Wind energy conference touts opportunities for agriculture
Texas farmers and ranchers likely will see more opportunities come about in the future when it comes to wind energy, according to a Texas A&M System expert.
Dr. Vaughn Nelson, professor emeritus and director of the Alternative Energy Institute at West Texas A&M University, predicts small wind systems, those that produce one kilowatt up to 100 kilowatts or more, will receive more interest in the future when it comes to generating power for the farm and ranch, as well as tapping into potential power markets.
"My personal opinion is we may see in the future a farmer or rancher go to a banker some day and say they want to finance a wind turbine just like they would a farm implement," Nelson said. "They would pay that off in five to seven years, (then be in a profitable situation.)"
Nelson was a panel speaker recently at the Texas/European Union Wind Energy Symposium sponsored by the European Union Center at Texas A&M University in College Station. Co-sponsors included Texas AgriLife Research.
For agriculture, the most recent interest has come from wind-farm generation. Many agricultural producers in the Panhandle region have seen lucrative opportunities to take part in this renewable energy, Nelson said.

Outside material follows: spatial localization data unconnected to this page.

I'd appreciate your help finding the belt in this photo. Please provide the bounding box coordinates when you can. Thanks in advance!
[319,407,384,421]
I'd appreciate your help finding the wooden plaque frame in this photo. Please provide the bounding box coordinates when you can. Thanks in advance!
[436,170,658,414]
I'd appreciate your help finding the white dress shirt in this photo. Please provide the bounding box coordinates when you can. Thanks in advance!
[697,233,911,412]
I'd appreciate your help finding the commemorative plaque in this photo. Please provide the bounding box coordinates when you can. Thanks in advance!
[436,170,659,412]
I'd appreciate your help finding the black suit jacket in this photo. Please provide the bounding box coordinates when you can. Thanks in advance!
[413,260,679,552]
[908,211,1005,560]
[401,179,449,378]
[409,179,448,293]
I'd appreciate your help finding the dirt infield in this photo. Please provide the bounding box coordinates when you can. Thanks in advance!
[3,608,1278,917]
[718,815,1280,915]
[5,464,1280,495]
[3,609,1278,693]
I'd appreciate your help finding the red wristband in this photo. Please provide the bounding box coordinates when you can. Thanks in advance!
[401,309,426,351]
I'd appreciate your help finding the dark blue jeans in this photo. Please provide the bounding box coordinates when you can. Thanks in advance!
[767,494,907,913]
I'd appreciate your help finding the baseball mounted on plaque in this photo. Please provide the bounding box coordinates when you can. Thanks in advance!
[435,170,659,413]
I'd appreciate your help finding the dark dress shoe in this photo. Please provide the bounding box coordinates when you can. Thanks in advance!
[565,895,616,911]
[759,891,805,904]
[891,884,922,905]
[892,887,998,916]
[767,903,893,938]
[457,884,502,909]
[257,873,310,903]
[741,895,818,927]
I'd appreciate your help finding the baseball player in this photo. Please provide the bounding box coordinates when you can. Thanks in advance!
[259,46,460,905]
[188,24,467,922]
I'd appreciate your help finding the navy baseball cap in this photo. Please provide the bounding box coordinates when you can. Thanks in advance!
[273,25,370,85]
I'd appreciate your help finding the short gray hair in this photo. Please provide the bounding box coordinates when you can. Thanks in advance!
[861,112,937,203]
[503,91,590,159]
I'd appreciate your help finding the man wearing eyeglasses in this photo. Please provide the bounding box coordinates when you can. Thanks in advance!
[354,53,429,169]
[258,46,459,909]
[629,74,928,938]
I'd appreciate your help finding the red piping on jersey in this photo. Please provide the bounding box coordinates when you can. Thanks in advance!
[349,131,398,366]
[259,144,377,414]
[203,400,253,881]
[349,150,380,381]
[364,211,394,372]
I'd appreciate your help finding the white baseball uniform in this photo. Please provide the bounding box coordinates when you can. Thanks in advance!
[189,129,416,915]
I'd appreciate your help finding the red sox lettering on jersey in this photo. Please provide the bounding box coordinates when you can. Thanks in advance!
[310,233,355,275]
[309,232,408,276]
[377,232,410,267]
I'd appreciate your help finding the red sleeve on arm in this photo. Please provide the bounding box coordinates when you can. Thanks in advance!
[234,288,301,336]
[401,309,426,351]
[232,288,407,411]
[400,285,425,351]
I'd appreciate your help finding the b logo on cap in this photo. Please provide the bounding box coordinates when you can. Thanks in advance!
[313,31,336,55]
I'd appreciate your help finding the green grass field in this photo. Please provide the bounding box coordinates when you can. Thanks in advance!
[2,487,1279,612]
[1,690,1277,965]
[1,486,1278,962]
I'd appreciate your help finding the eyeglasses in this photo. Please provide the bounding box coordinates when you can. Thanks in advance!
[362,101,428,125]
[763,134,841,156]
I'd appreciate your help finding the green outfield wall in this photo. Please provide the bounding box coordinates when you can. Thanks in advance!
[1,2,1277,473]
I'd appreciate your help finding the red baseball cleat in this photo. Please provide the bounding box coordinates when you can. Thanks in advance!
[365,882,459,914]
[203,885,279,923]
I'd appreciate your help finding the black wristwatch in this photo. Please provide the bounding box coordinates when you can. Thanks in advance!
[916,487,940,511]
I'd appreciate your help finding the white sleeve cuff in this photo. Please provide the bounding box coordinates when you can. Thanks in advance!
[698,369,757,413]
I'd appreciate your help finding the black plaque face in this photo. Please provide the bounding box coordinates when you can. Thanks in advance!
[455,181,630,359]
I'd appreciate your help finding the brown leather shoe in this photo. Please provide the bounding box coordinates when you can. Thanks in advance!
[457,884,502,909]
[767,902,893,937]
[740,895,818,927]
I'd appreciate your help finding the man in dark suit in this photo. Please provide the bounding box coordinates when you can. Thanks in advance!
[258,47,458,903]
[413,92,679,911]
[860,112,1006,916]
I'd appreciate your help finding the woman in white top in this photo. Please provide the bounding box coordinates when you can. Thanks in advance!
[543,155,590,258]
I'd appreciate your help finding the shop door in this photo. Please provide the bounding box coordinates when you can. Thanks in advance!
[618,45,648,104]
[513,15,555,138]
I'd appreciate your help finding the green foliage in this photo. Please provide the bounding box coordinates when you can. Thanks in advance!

"There has been rapid expansion of wind farms in Texas with 7,900 megawatts installed from 2005 through 2009," Nelson said.
However, power demand and institutional costs among power companies have prevented rapid expansion, Nelson said.
Like the overall economy, the wind-energy market has seen slowed growth, but it is gaining momentum with new projects each year, said Susan Williams Sloan, strategic partnerships manager with the American Wind Energy Association.
"Since 2005, wind and natural gas has made up 90 percent of installments in the U.S.," she told attendees.
In Texas, almost 9,000 megawatts in wind capacity has been met. According to the U.S. Department of Energy, 20 percent of the nation's electricity could come from wind.
From an industry supply perspective, this sector has also slowed, Williams said. "Turbine orders were delayed as a result of the credit crisis," Sloan said. "Now, orders are being placed 12 months to 18 months out."
Globally, small wind systems are even powering the telecom sector. In his presentation, Nelson demonstrated how a 1-kilowatt small wind unit was powering cell phone use in China. In the United States, urban small wind systems are in daily use, but they are "very expensive" to establish, with costs of $8,000 or more for one particular project, he said.
Meanwhile, research activities continue, particularly within the Texas A&M System, said Mark Ellison, associate vice chancellor for economic development.
"At West Texas A&M, numerous companies are coming there to test and prototype," he said. "We're excited about that asset and the wind mapping done at West Texas A&M."